I just returned from a short trip to Florida. It’s the second time I’ve been in a few years and I continue to be surprised by what it has to offer. It’s more than overcrowded theme parks and snowbird Canadians that hike their pants up to mid-chest and eat buffet dinners at 4:00. It’s full of parks, conservation areas, and white sand beaches that go on forever. All in all, a great recipe for nature photography! The highlight of my trip was seeing a bobcat, but alas, I did not get a photo.
Last time in Florida I stayed south of Orlando but this time I was invited to stay in a condo with friends of mine in St. Augustine Beach, about an hour south of Jacksonville on the Atlantic coast. The place was literally right on the ocean. You walked out the door and bam… beach. Thanks Brad & Andrea - you were great hosts!
Upon arrival, I got right to work and scoured the shore for aptly-named shorebirds. There were willets, ruddy turnstones that seemed completely oblivious to humans, and sanderlings. I liked to watch the sanderlings as they fed at the ocean’s edge. They would feed right where the waves stop and when it looked a big wave would cover them, they would hurriedly scurry away from it. Their feet go a mile a minute!

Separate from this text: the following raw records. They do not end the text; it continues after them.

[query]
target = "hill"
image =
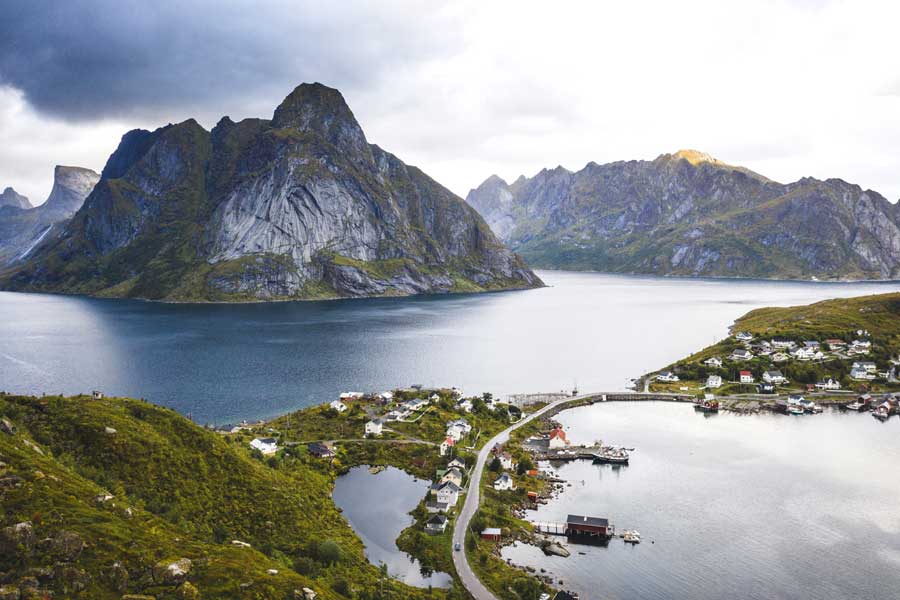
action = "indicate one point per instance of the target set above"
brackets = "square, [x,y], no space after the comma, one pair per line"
[689,214]
[102,498]
[299,206]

If you’re ever in Florida and you like nature even a little bit, I strongly recommend that you visit Merritt Island National Wildlife Refuge just east of Titusville. The Black Point Wildlife Drive is magnificent! It’s a one-way road through perfect bird habitat that’s about seven miles long with stops along the way. There are so many herons, egrets, ducks, gulls, terns, spoonbills, and other birds that Brad and I took 4.5 hours to drive it.
There’s lot of other cool stuff on the road in addition to birds.
The goal of any trip to Florida is obviously to see Florida Scrub-Jays. That’s what you were thinking, right? Or maybe you’re not quite as much of a nature geek as me? That’s okay, you’re still welcome here. Florida Scrub-Jay is a unique bird species that exists only in central Florida’s scrub habitat. In fact, it’s the only bird species that exists only in Florida. Technically speaking, it’s endemic to Florida. (I admit it. I didn’t know that beforehand, but Wikipedia can make even a birding neophyte like me appear somewhat knowledgeable.) Brad and I did not see a scrub jay on our trip through Merritt Island, so I returned alone a couple of days later to try again.
I saw what I thought was a scrub jay beside the highway in Merritt Island, but it turned out to be a mockingbird (interestingly, with a foot deformity).
Being further north than my last visit to Florida, I ventured into a few new parks. I saw a tufted titmouse and some butterflies at Washington Oaks Gardens State Park.
I spent quite a while at North Peninsula State Park, a park with more than three kilometres of unspoiled beach. I bet a talented birder could sit down there and see a ton of species without even moving!
On my final day in Florida, we all headed to Vaill Point Park in St. Augustine. Brad and I checked out the nearby woods and stumbled upon this beauty.
It was less than a week, but thank you Florida!